Advent Reflection 1: Wait

“Be ready for action, and have your lamps lit; be like those who are waiting for their master to return from the wedding banquet, so that they may open the door to him at once when he comes and knocks. Blessed is the slave whom his master will find at work when he arrives” (Lk. 12:35-38).

Waiting is hard work. Jesus described it here as the kind of work that allows us to hear. Like the children pressed against the bedroom door on Saturday morning waiting for mom and dad to get out of bed, it’s a kind of anticipation that draws you into the work of listening. The blessing in the parable comes to those whose work is proved simply by opening the door–they had heard the knock from the other side.

This kind of listening is hard work because our kind of world is hard of hearing. 

We live loud lives: wake up, screen on, eat and run, text and drive, bounce around, fast food, back home, screen back on, plate on lap, back to bed, earbuds in, wake up; rinse and repeat.
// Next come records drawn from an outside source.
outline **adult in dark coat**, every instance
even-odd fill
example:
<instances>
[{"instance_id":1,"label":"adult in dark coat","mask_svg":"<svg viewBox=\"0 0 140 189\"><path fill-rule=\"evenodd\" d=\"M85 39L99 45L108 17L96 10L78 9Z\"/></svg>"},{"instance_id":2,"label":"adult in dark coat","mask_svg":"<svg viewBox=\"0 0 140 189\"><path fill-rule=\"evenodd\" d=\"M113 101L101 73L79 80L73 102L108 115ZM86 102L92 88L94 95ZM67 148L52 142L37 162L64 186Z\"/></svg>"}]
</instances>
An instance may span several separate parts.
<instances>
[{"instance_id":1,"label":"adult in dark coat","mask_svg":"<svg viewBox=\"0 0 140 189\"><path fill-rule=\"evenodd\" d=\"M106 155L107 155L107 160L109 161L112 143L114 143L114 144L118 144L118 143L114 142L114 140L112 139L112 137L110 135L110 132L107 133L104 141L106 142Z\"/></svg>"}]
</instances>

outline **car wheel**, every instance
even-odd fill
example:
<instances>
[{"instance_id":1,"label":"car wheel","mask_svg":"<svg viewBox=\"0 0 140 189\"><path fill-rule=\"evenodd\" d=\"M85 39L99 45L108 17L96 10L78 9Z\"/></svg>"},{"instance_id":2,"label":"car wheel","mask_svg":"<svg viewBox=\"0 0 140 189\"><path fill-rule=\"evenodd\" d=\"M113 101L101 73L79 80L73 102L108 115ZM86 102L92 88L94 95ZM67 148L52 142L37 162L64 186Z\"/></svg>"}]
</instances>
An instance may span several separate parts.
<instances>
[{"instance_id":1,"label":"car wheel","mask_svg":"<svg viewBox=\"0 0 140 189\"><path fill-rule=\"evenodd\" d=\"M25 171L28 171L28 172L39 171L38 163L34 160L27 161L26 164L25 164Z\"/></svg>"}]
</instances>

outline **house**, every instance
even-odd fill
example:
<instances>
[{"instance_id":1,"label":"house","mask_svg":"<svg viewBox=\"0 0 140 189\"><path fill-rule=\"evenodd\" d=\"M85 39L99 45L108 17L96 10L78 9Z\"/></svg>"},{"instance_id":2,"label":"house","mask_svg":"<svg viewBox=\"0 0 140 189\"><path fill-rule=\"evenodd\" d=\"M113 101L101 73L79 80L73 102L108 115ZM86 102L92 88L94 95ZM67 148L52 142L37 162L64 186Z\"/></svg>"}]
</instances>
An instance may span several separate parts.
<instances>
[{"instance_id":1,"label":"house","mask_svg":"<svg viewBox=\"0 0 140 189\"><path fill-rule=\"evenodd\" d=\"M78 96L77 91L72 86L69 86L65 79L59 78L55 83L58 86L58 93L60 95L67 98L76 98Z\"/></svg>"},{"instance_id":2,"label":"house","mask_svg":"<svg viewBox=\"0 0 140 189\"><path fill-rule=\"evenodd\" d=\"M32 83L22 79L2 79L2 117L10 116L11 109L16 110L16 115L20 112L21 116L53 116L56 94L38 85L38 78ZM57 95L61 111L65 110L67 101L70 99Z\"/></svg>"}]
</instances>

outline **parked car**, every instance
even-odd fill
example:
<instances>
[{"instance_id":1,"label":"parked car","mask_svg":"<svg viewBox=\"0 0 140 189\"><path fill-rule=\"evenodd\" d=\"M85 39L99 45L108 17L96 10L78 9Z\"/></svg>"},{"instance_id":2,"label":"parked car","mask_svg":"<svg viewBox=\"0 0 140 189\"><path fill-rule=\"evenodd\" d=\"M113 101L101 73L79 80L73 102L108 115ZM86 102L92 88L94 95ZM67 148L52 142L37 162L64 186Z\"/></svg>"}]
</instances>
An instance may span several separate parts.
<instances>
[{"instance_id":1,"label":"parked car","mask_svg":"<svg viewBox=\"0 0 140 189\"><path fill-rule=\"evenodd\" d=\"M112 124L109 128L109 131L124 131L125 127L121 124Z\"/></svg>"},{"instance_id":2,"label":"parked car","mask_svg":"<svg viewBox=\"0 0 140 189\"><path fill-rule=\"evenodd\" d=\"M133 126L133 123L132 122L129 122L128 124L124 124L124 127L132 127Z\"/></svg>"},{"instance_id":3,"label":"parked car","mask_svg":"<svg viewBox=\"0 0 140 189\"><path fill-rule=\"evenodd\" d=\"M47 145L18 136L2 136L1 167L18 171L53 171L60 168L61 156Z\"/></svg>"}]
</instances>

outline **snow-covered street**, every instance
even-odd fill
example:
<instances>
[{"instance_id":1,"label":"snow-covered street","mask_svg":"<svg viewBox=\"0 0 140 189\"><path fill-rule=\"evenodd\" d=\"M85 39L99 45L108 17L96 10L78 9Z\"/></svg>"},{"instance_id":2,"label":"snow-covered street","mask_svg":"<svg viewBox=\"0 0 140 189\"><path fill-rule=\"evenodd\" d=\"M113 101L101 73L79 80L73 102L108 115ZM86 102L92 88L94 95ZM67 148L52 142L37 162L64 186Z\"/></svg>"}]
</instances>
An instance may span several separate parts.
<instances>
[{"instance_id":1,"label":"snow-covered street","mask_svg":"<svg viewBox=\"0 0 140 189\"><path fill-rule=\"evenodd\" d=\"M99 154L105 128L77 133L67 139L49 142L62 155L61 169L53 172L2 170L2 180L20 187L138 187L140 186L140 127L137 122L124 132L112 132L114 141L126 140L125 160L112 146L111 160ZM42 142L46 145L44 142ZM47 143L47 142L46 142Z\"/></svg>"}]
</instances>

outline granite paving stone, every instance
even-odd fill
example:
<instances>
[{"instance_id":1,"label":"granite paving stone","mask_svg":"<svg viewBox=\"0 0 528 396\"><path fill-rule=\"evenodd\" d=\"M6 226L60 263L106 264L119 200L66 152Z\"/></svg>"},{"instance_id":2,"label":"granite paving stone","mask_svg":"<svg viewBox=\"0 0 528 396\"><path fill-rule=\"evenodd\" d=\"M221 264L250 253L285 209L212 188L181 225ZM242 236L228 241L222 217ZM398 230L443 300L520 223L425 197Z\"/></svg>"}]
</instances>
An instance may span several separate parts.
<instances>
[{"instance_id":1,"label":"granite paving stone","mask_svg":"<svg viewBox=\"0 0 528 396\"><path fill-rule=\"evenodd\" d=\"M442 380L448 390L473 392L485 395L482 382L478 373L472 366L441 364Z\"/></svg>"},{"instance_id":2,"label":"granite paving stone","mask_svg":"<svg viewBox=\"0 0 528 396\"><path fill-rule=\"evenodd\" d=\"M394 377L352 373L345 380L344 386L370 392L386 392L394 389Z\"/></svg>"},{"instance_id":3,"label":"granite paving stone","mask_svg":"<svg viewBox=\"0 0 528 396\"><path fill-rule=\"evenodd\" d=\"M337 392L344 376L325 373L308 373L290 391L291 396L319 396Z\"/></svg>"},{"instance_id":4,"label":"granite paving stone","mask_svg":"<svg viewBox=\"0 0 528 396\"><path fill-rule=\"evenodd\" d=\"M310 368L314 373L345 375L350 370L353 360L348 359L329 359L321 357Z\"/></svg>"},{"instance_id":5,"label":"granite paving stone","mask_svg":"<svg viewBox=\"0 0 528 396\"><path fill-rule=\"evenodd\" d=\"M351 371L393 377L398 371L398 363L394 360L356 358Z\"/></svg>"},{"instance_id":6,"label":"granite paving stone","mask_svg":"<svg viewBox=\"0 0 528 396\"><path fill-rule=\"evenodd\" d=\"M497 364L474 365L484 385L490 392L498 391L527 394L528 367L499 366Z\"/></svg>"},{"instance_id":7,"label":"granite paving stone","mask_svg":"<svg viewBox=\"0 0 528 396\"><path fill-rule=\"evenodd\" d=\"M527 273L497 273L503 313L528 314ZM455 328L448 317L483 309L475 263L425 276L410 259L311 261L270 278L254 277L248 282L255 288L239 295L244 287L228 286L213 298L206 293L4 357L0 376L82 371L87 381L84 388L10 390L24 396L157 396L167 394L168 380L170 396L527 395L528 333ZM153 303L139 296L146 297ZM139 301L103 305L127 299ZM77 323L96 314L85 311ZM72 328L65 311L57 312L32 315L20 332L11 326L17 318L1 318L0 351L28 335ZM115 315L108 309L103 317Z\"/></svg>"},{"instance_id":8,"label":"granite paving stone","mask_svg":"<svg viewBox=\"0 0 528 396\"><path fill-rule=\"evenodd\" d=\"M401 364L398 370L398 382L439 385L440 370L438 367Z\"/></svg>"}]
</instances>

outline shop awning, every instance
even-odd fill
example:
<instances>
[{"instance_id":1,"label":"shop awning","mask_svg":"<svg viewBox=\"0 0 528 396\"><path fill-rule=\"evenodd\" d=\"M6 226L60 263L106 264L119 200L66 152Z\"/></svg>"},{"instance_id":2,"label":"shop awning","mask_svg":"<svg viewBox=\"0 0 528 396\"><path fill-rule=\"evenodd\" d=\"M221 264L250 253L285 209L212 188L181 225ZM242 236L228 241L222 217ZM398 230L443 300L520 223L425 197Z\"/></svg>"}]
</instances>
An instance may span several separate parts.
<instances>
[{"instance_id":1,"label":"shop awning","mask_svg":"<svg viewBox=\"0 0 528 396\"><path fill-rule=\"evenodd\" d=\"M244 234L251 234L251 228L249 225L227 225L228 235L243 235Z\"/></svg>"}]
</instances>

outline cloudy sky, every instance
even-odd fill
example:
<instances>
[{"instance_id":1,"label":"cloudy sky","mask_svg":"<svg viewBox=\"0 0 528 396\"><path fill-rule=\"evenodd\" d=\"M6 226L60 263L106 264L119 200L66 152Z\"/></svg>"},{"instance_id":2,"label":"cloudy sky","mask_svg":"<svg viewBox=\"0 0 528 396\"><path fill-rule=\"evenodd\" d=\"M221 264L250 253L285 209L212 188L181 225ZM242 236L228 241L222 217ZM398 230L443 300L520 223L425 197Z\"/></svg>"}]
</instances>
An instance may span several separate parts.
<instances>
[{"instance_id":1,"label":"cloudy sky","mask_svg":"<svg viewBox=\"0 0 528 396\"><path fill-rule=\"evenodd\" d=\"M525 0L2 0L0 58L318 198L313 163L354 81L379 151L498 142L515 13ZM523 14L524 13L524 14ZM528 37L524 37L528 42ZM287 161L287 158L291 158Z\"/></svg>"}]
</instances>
We have one-click shopping. Pay phones have gone the way of the dodo. The Internet doesn’t make you wait through that intergalactic fax machine noise anymore. Now, it could be that all this on-demand efficiency is evidence of a culture that has discovered all that satisfies the longings of the soul—and made it all extremely available. Or it could be just the opposite. It could be an indication that we have found exactly nothing that satisfies our longings. It could be an indication that we’ve just resorted to an abundance of stuff that does not satisfy. 

We are occupied and preoccupied with stuff that keeps us busy enough to never have to confront the hollowness we discover in the silence. Perhaps we’re afraid to press our ear against the door and do the work of listening, because the first thing we hear when we listen is precisely nothing. And when that is what we hear, we have to wonder if it is because nothing is there on the other side. We have to wonder whether God is dead or we are dying. And this makes us restlessly anxious. So we fill our lives with things do, places to go, a world to produce, a world to consume, a world to possess. And so in our efforts to consume an abundance of satisfaction we are consumed by an abundance of distraction.

But shouldn’t the Church look different than the world in this regard? Shouldn’t Good Friday shape our hopes and desires more than Black Friday?



The slaves in the parable who opened the door did so because they heard the knock, but the reason they heard the knock is that they were “waiting for their master to return.” It’s no surprise that our culture celebrates our Christmas but wants nothing to do with our Advent. Whatever we might think Christmas is about, Advent assumes it is about one thing: waiting for our master to return.

Christmas is only worth celebrating because Christmas is coming again.

This means the one thing Advent happens to be about involves the two things our culture knows nothing about: having a master and having to wait. But that is surely because our culture, with which we are all too often complicit, has given up waiting on the things we long for most deeply. Perhaps if we allowed ourselves to listen to the size of our longings—for universal peace, for boundless joy, for belonging across all tribes, tongues, and nations, for the reunion of all lost sons and daughters, for wholeness of a broken world and every broken heart, our longing for that all-embracing ache that lies at the center of human experience for we know not what–perhaps then we would begin to understand that we do not have the raw materials within ourselves to satisfy ourselves. And neither does the whole world and all that is in it. And when we can recognize that, we will have no choice but to wait. In that case, blessed will we be when our Master finds us ready to greet him at the door. 

Yes, we are dying, but no, God is not dead!

And that is indeed why we need Advent as much as we need Christmas—without the waiting, the listening, of Advent, we may never hear Christmas arrive on the other side.

Even so, come quickly, Lord Jesus!

O come, O come, Emmanuel,

and ransom captive Israel,
that mourns in lonely exile here
until the Son of God appear.

O come, thou Dayspring, come and cheer
our spirits by thine advent here;
disperse the gloomy clouds of night,
and death’s dark shadows put to flight.

O come, thou Key of David, come,
and open wide our heavenly home;
make safe the way that leads on high,
and close the path to misery and night.

O come, O come, Emmanuel,
and ransom captive Israel,
that mourns in lonely exile here
until the Son of God appear.

Rejoice! Rejoice!
Emmanuel shall come to thee, O Israel.

Rejoice! Rejoice!
Emmanuel shall come to thee, O Israel.